Impact of prolonged rice cultivation on coupling relationship among C, Fe, and Fe-reducing bacteria over a 1000-year paddy soil chronosequence

Long-term soil chronosequences are valuable model systems for investigating pedogenesis and investigating the process of element coupling. Here, we assessed the coupling relationships among C, Fe, and Fe-reducing bacteria (Anaeromyxobacter, Geobacter, and Shewanella) in a paddy soil chronosequence of approximately 50 to 1000 years. Soils of the chronosequence originated from tidal marsh under nearly identical landscape and climate conditions. During 1000 years of rice cultivation, soil organic carbon (SOC) contents in surface horizons (0–20 cm) increased from 10.4 to 21.8 g kg−1. In contrast, total Fe contents declined from 59.6 to 45.1 g kg−1 during the initial 50 years of paddy rice cultivation and then further decreased at a low rate of 0.004 g kg−1 soil year−1 (equivalent to 10 kg ha−1 soil year−1). Organically complexed Fe oxides (Fep) increased from 219 to 642 mg g−1 with increasing time of pedogenesis, but free total Fe oxides (Fed) and amorphous Fe oxides (Feo) declined at early stage of soil development, followed by a slow accumulation at later stages of the chronosequence. Gene copy numbers of Anaeromyxobacter and Geobacter increased from 4.6 × 105 and 3.6 × 106 copies g−1 to 3.8 × 107 and 3.6 × 107 copies g−1 dry soil with continuous paddy rice cultivation, while concurrently Shewanella gene abundance decreased gradually from 4.5 × 105 to 9.3 × 104 copies g−1 dry soil.
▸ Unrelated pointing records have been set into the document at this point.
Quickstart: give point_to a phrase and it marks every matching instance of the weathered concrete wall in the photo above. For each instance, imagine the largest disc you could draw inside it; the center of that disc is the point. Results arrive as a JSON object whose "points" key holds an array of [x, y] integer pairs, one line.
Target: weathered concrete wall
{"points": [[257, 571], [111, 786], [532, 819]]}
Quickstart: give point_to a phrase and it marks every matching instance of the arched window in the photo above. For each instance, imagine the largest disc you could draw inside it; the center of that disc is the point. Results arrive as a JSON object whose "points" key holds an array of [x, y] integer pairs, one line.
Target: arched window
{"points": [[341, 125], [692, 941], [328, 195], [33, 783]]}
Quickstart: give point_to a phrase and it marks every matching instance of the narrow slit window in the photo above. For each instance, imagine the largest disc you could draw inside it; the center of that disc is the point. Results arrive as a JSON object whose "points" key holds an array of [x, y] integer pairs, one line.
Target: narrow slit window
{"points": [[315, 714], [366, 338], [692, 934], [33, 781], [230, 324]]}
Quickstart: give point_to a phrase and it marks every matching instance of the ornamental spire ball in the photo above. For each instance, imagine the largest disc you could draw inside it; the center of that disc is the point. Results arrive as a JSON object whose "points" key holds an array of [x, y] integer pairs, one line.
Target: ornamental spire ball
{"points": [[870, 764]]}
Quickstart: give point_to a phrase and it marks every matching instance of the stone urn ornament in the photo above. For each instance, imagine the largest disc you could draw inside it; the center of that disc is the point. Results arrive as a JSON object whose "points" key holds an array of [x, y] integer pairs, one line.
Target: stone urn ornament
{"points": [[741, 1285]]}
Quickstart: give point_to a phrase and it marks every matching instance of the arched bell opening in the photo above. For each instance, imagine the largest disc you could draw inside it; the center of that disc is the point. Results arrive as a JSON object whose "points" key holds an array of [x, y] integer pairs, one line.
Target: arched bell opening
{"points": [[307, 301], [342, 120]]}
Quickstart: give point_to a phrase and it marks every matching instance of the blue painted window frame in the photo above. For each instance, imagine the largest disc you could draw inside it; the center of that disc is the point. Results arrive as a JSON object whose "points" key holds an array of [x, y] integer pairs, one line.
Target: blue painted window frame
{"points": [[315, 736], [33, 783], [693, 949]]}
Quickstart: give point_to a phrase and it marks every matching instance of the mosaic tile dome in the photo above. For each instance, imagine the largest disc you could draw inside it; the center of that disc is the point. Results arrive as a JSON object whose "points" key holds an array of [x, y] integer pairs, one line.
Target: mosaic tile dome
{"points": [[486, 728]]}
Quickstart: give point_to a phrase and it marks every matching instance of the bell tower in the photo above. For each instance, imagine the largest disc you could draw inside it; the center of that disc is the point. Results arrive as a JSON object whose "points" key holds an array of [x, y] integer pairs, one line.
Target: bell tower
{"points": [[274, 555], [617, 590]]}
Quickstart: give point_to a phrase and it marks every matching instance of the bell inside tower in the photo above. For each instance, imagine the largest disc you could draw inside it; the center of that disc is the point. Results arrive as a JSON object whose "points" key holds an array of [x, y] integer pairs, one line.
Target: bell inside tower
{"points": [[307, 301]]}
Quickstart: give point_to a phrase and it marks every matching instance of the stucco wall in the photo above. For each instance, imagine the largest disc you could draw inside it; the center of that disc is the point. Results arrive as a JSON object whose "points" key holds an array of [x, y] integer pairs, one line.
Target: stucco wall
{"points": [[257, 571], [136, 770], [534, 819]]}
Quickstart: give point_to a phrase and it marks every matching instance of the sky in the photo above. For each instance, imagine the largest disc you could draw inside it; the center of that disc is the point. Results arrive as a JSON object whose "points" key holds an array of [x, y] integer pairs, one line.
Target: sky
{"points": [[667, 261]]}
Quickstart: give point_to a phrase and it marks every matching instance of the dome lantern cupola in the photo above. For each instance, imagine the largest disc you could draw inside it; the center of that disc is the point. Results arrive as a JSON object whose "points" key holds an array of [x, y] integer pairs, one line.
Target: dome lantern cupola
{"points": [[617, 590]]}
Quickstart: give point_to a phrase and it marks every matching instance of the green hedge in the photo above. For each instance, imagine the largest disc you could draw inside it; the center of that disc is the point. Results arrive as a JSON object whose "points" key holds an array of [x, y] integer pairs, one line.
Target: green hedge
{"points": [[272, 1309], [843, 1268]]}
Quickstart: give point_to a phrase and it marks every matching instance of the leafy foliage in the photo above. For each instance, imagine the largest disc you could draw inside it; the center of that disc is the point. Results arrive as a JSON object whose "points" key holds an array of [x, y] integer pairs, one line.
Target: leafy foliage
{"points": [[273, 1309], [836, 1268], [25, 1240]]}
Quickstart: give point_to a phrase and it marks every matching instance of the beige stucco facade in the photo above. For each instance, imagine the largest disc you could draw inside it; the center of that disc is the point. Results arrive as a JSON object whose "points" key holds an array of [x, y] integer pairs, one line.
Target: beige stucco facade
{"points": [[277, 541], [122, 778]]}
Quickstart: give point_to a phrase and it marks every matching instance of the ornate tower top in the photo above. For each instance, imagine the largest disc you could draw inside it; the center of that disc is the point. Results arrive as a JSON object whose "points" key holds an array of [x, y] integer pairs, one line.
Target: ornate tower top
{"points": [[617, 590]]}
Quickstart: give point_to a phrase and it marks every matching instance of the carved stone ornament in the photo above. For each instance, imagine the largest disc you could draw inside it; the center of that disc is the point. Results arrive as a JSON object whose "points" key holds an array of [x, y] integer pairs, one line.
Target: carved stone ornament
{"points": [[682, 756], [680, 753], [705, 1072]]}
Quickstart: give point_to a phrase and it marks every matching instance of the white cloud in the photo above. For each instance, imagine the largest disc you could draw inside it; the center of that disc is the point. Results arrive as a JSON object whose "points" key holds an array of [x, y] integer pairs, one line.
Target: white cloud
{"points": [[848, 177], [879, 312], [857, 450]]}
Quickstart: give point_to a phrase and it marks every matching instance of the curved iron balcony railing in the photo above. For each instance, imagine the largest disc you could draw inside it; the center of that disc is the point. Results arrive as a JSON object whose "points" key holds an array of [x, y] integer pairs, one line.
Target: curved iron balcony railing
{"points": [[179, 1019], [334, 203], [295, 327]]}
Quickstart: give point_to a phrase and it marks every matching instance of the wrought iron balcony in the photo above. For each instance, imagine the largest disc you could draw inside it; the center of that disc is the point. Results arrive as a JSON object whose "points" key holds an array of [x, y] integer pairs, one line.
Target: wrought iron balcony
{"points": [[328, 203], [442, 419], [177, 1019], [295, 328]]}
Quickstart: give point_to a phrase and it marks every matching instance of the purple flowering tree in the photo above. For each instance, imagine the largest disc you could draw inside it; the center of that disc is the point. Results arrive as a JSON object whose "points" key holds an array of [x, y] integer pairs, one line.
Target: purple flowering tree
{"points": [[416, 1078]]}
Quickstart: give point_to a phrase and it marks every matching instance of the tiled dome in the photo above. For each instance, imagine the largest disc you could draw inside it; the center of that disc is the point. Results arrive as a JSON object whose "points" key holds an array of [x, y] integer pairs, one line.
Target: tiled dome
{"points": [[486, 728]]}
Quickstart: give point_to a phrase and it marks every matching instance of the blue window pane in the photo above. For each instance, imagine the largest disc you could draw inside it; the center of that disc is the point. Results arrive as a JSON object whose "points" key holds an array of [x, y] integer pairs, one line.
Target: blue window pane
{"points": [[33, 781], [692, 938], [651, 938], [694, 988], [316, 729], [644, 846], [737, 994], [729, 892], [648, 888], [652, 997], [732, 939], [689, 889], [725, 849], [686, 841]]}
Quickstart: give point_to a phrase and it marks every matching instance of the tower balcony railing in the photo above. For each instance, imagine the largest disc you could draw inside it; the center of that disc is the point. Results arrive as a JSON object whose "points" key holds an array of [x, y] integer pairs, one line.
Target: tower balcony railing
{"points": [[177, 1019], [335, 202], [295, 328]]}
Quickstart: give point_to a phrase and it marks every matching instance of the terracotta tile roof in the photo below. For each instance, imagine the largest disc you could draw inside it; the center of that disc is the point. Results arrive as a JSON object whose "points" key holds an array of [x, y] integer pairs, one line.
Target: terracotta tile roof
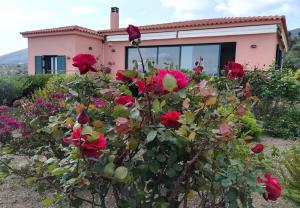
{"points": [[203, 23], [62, 29]]}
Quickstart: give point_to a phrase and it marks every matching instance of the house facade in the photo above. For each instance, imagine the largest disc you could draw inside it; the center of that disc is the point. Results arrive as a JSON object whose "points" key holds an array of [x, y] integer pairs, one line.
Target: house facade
{"points": [[255, 42]]}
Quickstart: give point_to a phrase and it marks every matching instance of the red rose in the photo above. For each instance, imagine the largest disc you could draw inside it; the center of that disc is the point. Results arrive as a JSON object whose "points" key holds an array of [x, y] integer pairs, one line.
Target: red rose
{"points": [[126, 100], [248, 90], [123, 125], [241, 110], [234, 70], [84, 63], [257, 148], [143, 88], [273, 187], [133, 32], [89, 149], [83, 117], [198, 70], [170, 119], [121, 77]]}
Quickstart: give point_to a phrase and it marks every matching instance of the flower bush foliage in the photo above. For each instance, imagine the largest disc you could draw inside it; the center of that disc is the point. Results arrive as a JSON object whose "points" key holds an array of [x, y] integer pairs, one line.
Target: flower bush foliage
{"points": [[150, 139]]}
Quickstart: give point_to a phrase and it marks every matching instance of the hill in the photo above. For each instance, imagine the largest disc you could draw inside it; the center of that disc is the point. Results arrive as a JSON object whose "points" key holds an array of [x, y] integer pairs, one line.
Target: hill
{"points": [[17, 57], [295, 32]]}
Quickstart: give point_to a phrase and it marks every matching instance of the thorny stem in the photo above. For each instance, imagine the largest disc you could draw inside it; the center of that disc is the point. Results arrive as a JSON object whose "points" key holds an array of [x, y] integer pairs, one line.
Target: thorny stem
{"points": [[145, 80]]}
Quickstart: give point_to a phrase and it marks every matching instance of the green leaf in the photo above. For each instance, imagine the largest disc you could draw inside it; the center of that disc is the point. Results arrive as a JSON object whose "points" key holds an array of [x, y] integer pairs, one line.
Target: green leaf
{"points": [[47, 202], [156, 106], [94, 136], [226, 183], [161, 158], [130, 73], [120, 111], [135, 114], [151, 136], [169, 82], [171, 172], [109, 169], [30, 180], [74, 93], [121, 173], [34, 122], [6, 150], [87, 130], [58, 171], [53, 119]]}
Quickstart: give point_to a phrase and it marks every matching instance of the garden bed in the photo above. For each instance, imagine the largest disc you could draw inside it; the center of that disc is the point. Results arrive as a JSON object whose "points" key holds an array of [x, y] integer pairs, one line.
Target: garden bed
{"points": [[15, 193]]}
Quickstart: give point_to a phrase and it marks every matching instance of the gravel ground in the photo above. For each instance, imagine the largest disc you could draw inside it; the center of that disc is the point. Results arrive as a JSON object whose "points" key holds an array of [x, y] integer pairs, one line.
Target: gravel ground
{"points": [[14, 193]]}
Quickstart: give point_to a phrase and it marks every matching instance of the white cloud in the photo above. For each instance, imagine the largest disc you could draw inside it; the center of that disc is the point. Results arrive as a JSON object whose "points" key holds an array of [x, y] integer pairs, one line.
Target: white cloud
{"points": [[17, 18], [254, 7], [81, 9], [185, 9], [126, 21]]}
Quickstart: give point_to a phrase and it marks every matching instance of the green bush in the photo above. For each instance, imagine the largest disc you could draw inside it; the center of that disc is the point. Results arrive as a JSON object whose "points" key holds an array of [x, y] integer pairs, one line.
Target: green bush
{"points": [[291, 163], [278, 93], [286, 124], [15, 87]]}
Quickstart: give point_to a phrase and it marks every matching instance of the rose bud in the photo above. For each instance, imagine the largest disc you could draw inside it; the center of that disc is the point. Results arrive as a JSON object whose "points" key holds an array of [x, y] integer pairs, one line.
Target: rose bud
{"points": [[83, 117], [107, 70], [133, 32], [257, 148]]}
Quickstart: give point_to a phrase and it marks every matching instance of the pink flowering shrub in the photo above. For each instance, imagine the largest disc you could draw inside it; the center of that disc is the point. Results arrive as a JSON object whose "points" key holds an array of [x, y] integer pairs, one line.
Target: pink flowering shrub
{"points": [[155, 139]]}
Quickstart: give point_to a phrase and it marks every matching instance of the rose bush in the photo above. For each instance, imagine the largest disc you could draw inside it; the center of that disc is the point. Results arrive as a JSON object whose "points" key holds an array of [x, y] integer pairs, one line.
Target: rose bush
{"points": [[149, 139]]}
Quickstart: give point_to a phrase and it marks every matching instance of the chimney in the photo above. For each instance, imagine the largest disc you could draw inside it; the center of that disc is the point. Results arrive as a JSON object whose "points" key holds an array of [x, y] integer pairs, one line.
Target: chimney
{"points": [[114, 18]]}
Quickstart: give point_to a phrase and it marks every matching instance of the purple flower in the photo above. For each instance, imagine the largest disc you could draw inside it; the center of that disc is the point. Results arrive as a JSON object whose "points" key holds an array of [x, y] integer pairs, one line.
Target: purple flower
{"points": [[98, 102], [39, 100], [3, 108]]}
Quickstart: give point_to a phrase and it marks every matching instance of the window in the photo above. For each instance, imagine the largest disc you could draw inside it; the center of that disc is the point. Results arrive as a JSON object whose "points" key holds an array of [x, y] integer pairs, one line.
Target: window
{"points": [[50, 64], [208, 55], [169, 57], [211, 56], [149, 55]]}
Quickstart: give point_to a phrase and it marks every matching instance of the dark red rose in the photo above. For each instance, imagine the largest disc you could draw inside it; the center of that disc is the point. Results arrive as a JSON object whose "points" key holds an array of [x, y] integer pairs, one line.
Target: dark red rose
{"points": [[126, 100], [88, 148], [83, 117], [133, 32], [121, 77], [241, 110], [257, 148], [123, 125], [248, 90], [143, 88], [273, 187], [234, 70], [84, 62], [171, 119], [198, 70]]}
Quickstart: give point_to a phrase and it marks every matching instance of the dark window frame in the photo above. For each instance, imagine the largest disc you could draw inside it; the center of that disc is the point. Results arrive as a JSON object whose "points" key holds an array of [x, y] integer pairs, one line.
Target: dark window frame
{"points": [[180, 50]]}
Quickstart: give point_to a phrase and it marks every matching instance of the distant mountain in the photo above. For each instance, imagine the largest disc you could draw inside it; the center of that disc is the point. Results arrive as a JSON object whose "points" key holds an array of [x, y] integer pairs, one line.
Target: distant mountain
{"points": [[17, 57], [295, 32]]}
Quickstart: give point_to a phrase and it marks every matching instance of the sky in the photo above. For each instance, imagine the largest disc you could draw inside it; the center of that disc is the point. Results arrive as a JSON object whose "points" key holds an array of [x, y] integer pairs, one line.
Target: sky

Using structural equation modeling (SEM), different coupling relationships were observed among C, Fe, and Fe-reducing bacteria for the first 300 years of paddy chronosequence and thereafter. Overall, all Fe-reducing bacteria did not show consistent variation. With the stable microbial community and iron oxide fractions, the microbially mediated dissimilatory coupling relationship between C and Fe becomes simple during 1000 years of paddy soil development.